Равинель не выносил этих мерзких снимков. Он не желал знать, как выглядят человеческие потроха. Ему всегда становилось не по себе при виде скелета, опоэтизированного рентгеном. Кое–что должно оставаться сокрытым от человеческого взора. Это нельзя обнародовать. Ему всегда претила любознательность Жермена.
— Рубцевание идет полным ходом, — продолжал Жермен. — Надо, конечно, еще очень беречься. Но, во всяком случае, уже неплохо… Погоди, сейчас я покажу тебе анализ мокроты… Куда я засунул лабораторный анализ? Марта вечно все теряет. Может, она послала его в социальное страхование?

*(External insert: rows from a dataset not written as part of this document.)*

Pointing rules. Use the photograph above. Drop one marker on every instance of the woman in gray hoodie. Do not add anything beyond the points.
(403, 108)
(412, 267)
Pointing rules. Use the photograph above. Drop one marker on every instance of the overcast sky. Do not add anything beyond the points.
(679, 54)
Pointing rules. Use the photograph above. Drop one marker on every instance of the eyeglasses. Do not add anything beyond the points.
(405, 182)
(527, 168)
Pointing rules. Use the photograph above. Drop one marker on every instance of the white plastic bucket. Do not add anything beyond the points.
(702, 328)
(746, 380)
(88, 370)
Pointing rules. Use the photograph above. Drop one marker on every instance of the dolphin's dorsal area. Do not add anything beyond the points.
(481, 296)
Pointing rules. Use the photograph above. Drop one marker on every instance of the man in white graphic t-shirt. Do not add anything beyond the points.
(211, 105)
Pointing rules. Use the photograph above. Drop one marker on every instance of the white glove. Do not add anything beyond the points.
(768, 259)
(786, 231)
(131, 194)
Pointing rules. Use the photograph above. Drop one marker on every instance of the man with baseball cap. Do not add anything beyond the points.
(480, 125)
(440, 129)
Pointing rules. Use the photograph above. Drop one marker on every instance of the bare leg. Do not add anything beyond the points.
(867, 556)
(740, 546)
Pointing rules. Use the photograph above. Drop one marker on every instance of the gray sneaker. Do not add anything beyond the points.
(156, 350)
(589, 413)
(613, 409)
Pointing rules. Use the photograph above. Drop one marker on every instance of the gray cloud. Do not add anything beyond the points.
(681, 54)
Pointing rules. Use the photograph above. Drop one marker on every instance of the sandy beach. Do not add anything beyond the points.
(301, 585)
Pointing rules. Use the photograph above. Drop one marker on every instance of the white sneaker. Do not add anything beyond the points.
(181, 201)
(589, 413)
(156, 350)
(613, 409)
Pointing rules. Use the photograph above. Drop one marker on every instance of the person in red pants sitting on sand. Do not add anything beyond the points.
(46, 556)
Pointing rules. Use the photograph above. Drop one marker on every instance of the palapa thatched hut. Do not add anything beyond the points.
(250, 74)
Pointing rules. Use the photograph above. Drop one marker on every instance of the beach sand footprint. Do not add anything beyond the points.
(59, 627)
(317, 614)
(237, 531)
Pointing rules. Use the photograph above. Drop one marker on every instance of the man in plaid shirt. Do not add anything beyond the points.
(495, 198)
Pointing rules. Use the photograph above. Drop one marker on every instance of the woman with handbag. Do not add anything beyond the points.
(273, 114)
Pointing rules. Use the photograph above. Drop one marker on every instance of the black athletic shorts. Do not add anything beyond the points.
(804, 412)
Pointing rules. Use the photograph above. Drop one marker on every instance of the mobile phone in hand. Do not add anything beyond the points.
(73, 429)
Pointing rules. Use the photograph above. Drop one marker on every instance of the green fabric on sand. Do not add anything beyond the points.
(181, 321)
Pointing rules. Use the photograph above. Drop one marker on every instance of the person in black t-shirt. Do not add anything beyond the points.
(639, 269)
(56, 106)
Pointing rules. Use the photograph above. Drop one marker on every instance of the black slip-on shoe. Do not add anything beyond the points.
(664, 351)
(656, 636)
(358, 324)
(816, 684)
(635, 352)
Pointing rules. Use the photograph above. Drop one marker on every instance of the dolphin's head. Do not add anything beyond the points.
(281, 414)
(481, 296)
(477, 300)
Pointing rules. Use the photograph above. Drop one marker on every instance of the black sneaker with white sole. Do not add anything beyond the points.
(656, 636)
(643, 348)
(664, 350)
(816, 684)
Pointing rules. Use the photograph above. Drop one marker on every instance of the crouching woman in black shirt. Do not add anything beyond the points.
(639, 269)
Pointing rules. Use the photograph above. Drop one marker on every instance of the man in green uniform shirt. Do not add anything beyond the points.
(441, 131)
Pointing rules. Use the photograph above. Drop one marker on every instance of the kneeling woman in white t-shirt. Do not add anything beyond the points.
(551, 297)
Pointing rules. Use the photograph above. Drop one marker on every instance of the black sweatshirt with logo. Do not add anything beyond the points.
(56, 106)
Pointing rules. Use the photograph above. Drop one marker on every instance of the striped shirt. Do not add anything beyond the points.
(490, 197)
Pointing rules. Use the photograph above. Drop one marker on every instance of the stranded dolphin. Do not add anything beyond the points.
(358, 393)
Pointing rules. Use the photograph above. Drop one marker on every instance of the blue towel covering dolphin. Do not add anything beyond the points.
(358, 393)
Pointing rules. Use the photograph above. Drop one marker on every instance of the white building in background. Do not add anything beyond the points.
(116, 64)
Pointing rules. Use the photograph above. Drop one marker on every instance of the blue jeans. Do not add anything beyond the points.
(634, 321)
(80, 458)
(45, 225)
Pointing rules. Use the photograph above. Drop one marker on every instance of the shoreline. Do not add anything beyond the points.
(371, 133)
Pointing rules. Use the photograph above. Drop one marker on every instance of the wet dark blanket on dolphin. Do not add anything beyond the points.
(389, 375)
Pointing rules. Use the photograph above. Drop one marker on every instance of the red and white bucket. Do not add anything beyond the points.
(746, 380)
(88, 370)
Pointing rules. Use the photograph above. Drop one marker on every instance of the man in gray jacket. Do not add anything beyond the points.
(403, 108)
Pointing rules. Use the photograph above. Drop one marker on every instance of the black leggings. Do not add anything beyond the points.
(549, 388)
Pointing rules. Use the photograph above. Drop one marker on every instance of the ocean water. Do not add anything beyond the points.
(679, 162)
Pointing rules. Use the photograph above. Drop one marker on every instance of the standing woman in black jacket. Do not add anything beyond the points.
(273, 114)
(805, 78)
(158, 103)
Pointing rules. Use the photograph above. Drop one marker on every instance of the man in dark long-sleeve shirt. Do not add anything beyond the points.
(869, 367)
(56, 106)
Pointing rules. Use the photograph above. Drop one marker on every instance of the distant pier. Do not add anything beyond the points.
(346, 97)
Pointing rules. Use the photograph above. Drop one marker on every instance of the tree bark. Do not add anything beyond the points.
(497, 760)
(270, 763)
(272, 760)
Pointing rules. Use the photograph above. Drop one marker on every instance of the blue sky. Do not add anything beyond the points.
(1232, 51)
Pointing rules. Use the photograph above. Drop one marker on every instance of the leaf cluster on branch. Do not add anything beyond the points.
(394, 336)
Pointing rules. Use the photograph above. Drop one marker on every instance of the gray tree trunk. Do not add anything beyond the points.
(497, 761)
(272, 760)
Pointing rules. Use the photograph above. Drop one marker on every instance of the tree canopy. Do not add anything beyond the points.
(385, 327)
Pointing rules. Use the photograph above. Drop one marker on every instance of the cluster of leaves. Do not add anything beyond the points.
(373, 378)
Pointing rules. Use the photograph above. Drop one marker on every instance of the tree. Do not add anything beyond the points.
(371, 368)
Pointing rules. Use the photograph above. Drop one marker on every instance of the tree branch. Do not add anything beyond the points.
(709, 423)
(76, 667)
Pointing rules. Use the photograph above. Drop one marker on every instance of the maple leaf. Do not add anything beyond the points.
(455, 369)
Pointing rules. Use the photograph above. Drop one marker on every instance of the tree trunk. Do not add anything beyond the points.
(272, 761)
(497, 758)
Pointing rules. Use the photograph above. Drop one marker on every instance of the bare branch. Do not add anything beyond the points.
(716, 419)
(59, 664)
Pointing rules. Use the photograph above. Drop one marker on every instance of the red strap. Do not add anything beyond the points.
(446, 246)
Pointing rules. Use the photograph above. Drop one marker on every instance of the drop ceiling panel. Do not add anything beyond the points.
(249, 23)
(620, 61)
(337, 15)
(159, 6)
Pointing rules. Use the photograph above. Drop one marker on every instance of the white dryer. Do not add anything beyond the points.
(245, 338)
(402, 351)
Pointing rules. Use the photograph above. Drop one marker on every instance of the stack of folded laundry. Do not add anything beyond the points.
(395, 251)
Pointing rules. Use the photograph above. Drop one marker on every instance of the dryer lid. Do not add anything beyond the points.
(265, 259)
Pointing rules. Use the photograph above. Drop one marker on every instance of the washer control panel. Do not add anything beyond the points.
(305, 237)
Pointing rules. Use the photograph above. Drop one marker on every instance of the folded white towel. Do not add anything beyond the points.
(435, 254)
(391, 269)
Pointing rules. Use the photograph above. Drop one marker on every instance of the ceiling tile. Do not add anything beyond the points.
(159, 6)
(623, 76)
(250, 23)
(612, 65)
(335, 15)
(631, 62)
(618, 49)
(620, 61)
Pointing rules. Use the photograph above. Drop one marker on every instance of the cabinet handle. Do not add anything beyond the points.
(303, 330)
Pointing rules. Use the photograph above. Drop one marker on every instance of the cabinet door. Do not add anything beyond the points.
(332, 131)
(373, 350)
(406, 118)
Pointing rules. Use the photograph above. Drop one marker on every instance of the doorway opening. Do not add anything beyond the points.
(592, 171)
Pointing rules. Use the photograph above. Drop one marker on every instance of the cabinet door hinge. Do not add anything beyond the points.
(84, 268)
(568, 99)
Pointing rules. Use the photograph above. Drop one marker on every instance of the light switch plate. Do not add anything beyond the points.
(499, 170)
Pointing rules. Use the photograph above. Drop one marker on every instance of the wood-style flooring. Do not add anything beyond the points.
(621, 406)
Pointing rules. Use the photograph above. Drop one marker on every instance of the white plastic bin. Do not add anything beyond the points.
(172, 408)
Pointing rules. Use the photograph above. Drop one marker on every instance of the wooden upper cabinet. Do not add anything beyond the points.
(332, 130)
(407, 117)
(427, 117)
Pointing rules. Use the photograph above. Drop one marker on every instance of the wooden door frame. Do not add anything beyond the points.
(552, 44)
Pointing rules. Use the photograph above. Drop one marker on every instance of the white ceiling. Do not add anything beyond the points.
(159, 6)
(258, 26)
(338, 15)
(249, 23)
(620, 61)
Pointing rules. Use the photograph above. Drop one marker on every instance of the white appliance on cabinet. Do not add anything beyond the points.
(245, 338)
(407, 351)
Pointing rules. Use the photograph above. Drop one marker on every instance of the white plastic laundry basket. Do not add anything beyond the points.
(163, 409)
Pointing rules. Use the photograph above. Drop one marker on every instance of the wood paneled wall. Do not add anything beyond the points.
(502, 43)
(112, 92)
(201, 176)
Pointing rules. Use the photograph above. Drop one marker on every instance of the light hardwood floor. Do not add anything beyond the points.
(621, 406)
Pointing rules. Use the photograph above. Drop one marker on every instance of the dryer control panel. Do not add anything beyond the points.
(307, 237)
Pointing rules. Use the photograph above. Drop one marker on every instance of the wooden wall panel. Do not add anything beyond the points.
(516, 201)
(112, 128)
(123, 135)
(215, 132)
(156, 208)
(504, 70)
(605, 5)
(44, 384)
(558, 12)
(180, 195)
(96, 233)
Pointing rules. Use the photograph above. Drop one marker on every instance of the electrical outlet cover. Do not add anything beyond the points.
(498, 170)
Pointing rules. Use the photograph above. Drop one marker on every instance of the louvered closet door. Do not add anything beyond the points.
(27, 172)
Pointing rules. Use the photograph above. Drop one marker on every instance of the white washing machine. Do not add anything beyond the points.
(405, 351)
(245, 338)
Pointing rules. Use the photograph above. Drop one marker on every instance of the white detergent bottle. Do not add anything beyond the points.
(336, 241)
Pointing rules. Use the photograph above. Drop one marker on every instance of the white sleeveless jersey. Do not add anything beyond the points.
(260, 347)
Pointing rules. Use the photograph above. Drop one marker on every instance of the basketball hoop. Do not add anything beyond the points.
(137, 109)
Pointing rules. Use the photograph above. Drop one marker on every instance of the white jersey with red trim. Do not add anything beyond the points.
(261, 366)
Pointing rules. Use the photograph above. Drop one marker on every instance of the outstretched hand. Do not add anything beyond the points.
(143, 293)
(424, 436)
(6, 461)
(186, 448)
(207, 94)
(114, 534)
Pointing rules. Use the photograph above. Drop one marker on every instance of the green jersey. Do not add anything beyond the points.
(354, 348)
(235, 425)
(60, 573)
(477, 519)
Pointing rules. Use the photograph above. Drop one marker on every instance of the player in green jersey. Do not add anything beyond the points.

Впрочем, Мирей тебе расскажет…
— Да, да…
Жермен осторожно, чуть ли не с нежностью вложил снимок в конверт. Потом, смакуя, извлек другой и стал рассматривать, склонив голову набок.
— Три тысячи франков за каждое фото… К счастью, мне повысят пенсию. Черт, какой отменный снимок! Как говорит доктор: «Вы интересный случай».
В замочной скважине скрипнул ключ. Это вернулась из церкви Марта.